This notebook was designed to work with [Google Colab](https://colab.research.google.com/github/lokdoesdata/syracuse-assorted/blob/main/ist_652/project/lok_ngan_final_project.ipynb).

[![Open In Colab](https://colab.research.google.com/assets/colab-badge.svg)](https://colab.research.google.com/github/lokdoesdata/syracuse-assorted/blob/main/ist_652/project/lok_ngan_final_project.ipynb)

# IST 652 - Final Project
Lok Ngan

Due: June 11, 2021

-------------
In this project, the population changes in the United States will be analyzed and visualized.  The primary dataset used in this analysis is the [annual residential population](https://www2.census.gov/programs-surveys/popest/datasets/2010-2020/counties/totals/co-est2020-alldata.csv) published by the United States Census Bureau.  The analysis will be conducted at the county level to gain understanding on:

1. Population changes for each county between 2010 and 2020.
2. Drivers for population changes for those counties.
3. Domestic immigration within the United States between 2010 and 2020.

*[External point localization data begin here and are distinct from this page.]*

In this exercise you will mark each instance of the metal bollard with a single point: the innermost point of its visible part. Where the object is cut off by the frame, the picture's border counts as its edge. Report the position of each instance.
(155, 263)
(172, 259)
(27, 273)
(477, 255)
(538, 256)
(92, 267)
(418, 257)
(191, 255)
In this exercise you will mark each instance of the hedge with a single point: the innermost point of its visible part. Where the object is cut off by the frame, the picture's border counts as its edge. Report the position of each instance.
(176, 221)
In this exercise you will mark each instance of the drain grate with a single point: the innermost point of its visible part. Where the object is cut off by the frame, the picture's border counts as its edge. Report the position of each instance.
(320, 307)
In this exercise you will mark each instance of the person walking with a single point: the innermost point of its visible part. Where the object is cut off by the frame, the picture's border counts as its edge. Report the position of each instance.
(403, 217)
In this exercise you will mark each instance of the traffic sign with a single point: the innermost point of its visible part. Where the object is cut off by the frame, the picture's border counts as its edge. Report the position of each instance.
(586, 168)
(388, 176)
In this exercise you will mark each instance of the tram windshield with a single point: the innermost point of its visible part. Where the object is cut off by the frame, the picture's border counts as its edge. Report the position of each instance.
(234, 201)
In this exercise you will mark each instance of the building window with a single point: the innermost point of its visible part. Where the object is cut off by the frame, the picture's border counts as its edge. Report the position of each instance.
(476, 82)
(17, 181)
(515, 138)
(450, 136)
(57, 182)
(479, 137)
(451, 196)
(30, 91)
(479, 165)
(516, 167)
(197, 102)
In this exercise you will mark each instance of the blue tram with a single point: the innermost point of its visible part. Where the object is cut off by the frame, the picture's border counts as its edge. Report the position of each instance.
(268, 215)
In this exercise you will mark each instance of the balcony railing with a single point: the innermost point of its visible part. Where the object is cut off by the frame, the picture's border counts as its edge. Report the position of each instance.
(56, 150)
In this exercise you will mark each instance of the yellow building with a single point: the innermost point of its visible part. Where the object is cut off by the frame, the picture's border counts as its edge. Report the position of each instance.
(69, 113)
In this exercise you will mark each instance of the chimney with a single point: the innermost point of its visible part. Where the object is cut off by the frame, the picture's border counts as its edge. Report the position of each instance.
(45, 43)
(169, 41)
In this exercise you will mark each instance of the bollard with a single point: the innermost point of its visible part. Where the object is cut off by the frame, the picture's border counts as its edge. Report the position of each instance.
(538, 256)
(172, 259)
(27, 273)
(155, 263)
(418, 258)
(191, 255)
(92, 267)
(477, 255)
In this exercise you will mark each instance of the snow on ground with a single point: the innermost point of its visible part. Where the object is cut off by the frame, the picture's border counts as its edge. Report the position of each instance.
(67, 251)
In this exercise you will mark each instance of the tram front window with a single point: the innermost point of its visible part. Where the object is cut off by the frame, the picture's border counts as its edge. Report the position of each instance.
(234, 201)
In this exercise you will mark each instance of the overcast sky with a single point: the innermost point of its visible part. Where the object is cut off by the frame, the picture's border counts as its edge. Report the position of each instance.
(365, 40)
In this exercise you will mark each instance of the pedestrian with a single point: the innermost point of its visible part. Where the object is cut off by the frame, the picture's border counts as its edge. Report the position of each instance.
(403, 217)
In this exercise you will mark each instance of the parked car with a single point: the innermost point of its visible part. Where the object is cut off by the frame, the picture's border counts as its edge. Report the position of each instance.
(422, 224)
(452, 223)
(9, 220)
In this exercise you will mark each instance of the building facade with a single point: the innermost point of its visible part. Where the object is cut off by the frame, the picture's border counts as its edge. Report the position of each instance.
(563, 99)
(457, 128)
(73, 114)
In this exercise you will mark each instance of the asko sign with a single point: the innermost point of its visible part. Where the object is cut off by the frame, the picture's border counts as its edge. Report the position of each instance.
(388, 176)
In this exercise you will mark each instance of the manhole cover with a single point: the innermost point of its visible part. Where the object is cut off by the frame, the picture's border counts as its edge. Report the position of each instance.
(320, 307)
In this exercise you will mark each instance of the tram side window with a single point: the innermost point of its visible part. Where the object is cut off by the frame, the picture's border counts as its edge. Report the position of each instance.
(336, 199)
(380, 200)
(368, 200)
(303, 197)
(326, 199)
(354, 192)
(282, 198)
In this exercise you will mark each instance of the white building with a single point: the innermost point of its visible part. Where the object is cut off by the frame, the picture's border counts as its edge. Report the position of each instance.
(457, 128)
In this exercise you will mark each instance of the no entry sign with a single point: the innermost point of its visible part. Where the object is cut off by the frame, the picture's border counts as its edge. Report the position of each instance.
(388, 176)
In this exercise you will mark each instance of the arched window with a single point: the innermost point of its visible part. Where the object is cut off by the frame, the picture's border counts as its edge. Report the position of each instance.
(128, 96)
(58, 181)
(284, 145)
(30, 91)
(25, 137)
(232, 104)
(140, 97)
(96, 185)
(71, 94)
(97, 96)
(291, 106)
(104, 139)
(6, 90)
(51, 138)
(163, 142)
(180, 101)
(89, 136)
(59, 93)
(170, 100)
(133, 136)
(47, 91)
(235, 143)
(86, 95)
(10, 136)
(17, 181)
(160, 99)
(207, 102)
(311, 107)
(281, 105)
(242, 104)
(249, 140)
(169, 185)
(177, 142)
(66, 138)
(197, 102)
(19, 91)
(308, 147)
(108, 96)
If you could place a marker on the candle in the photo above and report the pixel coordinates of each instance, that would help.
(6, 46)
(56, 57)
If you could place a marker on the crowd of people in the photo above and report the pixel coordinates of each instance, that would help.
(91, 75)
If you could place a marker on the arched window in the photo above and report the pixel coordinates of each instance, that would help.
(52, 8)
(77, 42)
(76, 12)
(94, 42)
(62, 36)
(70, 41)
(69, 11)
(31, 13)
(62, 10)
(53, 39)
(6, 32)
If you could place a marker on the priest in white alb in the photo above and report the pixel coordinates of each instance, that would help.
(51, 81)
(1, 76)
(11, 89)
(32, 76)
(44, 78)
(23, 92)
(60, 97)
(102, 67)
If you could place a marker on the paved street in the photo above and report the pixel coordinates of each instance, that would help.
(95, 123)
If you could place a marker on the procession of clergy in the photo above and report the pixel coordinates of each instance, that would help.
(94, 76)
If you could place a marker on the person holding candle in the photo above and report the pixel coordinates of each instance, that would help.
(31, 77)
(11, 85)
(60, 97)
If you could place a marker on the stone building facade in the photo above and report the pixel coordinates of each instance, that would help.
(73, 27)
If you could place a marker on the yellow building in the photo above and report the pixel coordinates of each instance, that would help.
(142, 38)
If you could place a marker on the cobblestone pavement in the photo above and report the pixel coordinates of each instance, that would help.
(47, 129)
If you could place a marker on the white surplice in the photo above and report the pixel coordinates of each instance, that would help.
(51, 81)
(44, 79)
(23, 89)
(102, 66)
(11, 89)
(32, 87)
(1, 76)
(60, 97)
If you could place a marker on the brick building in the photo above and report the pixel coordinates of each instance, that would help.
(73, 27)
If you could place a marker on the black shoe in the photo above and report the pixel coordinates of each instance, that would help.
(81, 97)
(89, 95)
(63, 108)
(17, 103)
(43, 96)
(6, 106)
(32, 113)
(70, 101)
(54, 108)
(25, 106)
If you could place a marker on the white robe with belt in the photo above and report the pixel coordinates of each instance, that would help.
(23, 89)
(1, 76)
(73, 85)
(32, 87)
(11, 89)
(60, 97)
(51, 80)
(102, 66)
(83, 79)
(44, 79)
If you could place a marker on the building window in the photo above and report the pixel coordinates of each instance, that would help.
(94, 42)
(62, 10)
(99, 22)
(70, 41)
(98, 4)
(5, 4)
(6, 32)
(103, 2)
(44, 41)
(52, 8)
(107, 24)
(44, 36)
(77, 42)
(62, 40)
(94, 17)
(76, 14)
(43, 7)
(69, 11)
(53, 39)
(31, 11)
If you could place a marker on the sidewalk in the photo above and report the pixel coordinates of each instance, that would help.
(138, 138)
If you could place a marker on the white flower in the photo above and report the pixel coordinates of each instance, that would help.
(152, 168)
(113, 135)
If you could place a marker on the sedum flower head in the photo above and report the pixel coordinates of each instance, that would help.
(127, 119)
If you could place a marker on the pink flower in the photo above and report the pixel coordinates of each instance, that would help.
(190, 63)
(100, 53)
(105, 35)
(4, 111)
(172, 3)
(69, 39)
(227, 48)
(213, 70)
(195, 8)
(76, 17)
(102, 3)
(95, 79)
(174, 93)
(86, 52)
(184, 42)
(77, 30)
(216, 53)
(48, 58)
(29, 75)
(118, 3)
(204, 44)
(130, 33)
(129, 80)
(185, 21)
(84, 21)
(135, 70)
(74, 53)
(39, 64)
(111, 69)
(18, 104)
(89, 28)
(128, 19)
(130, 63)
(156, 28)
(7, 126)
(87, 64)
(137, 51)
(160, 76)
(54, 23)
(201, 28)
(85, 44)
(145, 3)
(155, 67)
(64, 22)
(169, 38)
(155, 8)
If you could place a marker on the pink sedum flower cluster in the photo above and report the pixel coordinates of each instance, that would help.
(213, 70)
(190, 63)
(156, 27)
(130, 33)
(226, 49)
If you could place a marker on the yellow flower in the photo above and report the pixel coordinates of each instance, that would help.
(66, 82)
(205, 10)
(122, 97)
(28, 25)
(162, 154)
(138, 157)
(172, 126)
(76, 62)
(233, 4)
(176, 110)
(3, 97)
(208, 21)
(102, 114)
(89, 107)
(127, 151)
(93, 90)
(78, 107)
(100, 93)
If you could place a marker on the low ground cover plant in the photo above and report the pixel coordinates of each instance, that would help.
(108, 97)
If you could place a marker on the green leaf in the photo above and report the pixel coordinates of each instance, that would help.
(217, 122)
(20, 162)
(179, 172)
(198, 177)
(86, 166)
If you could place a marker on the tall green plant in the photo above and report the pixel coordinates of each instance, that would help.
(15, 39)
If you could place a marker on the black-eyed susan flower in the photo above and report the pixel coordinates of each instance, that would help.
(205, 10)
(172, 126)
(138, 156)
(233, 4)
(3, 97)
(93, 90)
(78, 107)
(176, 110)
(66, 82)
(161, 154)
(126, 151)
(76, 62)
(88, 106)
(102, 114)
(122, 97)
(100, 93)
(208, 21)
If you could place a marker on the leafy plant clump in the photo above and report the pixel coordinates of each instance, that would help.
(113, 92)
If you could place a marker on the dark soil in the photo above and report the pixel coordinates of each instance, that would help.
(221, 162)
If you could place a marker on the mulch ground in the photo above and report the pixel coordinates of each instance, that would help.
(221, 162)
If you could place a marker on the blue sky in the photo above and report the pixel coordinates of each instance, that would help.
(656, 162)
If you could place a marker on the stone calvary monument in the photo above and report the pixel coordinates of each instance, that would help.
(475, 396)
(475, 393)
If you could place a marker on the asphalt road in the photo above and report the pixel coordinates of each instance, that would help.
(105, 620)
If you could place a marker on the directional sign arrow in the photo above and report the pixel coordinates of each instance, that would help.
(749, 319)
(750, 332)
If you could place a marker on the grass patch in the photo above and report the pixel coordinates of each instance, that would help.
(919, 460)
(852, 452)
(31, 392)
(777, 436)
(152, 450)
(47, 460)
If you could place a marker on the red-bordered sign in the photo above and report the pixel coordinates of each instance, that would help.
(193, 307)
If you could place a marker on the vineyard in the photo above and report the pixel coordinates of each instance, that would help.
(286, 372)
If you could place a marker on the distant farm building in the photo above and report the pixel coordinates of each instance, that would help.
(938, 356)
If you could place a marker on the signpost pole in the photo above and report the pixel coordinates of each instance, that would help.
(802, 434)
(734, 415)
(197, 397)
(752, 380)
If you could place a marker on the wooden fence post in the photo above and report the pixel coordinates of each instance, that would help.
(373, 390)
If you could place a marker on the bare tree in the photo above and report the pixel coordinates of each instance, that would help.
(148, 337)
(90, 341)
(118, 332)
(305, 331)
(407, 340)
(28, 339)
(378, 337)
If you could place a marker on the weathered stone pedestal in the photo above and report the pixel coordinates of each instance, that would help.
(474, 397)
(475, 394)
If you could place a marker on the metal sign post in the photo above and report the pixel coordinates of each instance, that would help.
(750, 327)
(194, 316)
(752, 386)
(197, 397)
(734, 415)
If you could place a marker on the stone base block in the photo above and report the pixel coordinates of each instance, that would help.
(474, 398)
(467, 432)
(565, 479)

The data analysis will be supported with data visualization using Plotly.

## Set Up

### Install Geopandas on Google Colab

In [None]:
%pip install geopandas

### Import libraries

`Pandas`, `GeoPandas`, and `Plotly` were the primary libaries used for the analysis.

* `Pandas` is a data manipulation and analytical tool.
* `numpy` is a library for vectorized calculation.
* `GeoPandas` is similar to `Pandas`, but created for geospatial analysis.
* `Plotly` is an library used to create interactive visualization.

Other libaries used were `pathlib`.

* `pathlib` is a filesystem library used for I/O.

In [None]:
import pandas as pd
import numpy as np
import geopandas as gpd
import plotly.express as px
import plotly.graph_objects as go

from pathlib import Path

### I/O

In [None]:
DATA_PATH = Path.cwd().joinpath('data')
DATA_PATH.mkdir(exist_ok=True, parents=True)

OUTPUT_PATH = Path.cwd().joinpath('output')
OUTPUT_PATH.mkdir(exist_ok=True, parents=True)


## Data

### Population Change by County

The primary dataset used in this analysis is the [annual residential population](https://www2.census.gov/programs-surveys/popest/datasets/2010-2020/counties/totals/co-est2020-alldata.csv) published by the United States Census Bureau.  It has information on population, population changes, and estimated components of population changes by counties and states between April 1, 2010 to July 1, 2020.  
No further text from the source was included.